The Royal Commission into Aged Care is moving forward with a strategy that operators should be paying very close attention to.
It has been another ugly week with junior and senior staff, as well as boards, having no excuses for reprehensible performance.
And the 55 staff executing the Royal Commission have a clear understanding of where they are taking the Commissioners and the Australian public.
Witness this statement by Senior Counsel Assisting Peter Rozen QC in his examination of the staff of MiCare (formerly DutchCare)’s Avondrust Lodge home in Carrum Downs, Victoria.
“The series of events raises important questions about the effectiveness of the regulatory regime for aged care,” Mr Rozen forewarned. “That issue will be explored in the hearings of the Royal Commission in Brisbane in early August of this year. The circumstances of this case study may well be revisited at that time.”
They have a plan and it is potentially brutal. My colleague, Lauren Broomham, who attends every Royal Commission session and writes our The Daily COMMISSION newsletter, reminded me that the Banking Royal Commission issued its initial report, just as our Royal Commission will in September, and went hard on witnesses it had identified as deserving of detailed inspection.
Be prepared for the same with the Aged Care Royal Commission.
Especially when the Commissioners have made the significant point in proceedings of asking “Where are the proactive recommendations from aged care operators – why have they not been contributing to the discussion?” A dangerous attitude being expressed.
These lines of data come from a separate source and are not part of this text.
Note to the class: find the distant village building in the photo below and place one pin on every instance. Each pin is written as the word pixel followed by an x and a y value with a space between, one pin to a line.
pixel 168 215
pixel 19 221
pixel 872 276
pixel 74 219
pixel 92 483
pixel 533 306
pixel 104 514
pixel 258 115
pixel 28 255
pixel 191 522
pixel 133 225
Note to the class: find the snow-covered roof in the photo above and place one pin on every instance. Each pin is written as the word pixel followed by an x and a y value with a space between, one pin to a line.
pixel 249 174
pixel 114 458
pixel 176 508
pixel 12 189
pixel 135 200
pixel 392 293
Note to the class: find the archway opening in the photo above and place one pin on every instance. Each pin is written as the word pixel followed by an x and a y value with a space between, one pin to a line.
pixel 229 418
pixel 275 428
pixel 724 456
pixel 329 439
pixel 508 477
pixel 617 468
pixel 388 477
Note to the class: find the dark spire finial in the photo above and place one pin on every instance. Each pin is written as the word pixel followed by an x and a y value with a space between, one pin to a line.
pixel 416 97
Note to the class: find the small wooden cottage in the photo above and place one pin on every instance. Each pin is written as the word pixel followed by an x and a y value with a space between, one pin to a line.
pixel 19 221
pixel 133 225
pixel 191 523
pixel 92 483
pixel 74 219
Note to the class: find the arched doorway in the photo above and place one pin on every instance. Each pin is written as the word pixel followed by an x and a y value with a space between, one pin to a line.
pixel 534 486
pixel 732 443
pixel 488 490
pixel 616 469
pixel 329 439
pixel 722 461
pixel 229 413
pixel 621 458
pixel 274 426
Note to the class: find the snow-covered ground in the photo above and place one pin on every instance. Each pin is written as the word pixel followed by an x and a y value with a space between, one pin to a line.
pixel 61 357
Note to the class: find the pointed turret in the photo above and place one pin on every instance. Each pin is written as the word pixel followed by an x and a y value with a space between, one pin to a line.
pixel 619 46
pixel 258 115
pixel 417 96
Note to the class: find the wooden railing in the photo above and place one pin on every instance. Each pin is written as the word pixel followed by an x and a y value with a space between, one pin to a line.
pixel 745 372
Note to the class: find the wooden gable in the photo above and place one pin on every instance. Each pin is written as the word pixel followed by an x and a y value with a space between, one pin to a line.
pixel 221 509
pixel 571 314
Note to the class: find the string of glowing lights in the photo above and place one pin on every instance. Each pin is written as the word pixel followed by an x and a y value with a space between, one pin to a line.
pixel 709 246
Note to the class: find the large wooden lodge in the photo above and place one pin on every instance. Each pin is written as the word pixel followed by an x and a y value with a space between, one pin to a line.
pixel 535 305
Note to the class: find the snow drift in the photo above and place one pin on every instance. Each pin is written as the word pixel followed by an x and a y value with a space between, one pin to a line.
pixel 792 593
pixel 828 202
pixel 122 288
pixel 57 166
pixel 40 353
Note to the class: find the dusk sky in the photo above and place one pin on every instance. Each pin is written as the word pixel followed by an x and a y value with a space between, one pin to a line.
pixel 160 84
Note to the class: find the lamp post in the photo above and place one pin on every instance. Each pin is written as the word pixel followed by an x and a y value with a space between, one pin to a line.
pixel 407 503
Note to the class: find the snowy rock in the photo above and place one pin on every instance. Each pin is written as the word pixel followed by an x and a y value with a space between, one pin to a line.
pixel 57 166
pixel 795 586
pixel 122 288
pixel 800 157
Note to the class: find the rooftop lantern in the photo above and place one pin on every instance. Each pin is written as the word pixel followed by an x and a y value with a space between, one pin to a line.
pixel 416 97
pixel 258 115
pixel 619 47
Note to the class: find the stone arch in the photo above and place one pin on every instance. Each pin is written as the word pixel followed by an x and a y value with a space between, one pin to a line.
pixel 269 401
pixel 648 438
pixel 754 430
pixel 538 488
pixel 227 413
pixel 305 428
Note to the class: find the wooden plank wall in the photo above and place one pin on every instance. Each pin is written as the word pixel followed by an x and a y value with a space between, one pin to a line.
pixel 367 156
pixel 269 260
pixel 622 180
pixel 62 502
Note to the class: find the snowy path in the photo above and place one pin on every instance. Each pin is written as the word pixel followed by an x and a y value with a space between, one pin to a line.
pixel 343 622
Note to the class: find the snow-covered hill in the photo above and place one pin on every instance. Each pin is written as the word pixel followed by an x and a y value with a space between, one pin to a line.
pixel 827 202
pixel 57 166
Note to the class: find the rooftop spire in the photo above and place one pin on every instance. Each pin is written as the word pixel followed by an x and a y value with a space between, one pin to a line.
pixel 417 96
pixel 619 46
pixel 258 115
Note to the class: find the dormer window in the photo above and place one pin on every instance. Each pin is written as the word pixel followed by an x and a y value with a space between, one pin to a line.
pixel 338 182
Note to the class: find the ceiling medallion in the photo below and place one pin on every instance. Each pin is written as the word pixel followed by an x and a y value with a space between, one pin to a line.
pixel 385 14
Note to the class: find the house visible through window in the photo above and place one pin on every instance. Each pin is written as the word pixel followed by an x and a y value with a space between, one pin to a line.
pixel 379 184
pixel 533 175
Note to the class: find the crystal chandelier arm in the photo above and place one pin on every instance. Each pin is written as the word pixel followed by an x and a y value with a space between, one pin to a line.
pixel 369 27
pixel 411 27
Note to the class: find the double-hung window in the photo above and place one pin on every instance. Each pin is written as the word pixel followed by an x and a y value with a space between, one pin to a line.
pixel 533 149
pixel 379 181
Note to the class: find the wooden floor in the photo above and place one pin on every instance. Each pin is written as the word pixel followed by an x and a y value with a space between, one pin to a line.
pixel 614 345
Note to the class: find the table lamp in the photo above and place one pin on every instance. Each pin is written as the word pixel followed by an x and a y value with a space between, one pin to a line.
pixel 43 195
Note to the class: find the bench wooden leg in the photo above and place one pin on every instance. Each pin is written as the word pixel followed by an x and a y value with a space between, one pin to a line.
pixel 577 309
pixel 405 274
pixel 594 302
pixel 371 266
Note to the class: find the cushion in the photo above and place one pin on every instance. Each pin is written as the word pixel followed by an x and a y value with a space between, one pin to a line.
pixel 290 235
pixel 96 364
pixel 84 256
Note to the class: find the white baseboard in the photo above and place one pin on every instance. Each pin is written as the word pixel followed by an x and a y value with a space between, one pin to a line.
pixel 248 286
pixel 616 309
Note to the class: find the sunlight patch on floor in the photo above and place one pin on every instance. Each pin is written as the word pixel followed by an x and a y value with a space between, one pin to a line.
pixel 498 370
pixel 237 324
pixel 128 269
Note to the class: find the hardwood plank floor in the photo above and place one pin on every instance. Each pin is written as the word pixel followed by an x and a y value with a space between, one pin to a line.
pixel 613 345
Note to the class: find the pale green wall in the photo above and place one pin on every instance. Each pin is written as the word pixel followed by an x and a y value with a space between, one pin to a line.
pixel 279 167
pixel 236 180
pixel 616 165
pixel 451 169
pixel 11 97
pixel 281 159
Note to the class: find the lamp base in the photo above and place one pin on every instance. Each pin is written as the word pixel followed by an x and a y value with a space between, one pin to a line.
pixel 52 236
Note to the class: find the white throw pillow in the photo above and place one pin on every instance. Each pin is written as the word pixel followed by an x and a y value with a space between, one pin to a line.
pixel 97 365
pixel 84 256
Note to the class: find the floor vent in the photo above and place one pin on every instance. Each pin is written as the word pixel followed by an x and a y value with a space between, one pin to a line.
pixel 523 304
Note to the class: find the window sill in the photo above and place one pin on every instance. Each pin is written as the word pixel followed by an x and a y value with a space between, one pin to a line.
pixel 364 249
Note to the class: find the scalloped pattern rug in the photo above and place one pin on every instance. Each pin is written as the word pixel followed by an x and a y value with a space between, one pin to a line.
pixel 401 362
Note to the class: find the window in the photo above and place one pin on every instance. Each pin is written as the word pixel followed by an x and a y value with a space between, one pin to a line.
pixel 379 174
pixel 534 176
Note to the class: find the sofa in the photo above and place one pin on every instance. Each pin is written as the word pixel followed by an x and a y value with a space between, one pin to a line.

The witness statement by Lisa Backhouse, a daughter of an aged care resident and an experienced journalist, had the Commissioners spellbound this last week. From the quotes at the top of the story, you will see she powerfully called for criminal charges for board members (and staff) who allowed harm to occur.
Then on Thursday we had Earle Haven which enraged the new Minister for Aged Care and Senior Australians, Senator Richard Colbeck, who will receive that interim and final report.
Also remember that on the Sunday morning of Prime Minister Scott Morrison’s election win, he told his local newspaper that aged care was in his top three priorities ‘to fix’.
LASA CEO Sean Rooney came out this week saying, basically, we must start again with the aged care sector. He has been a lone voice.
Our message: beware complacency. If you read The Daily COMMISSION every day you will appreciate there is an undercurrent taking place where aged care operators may lose any voice in the sector’s future with great ramifications.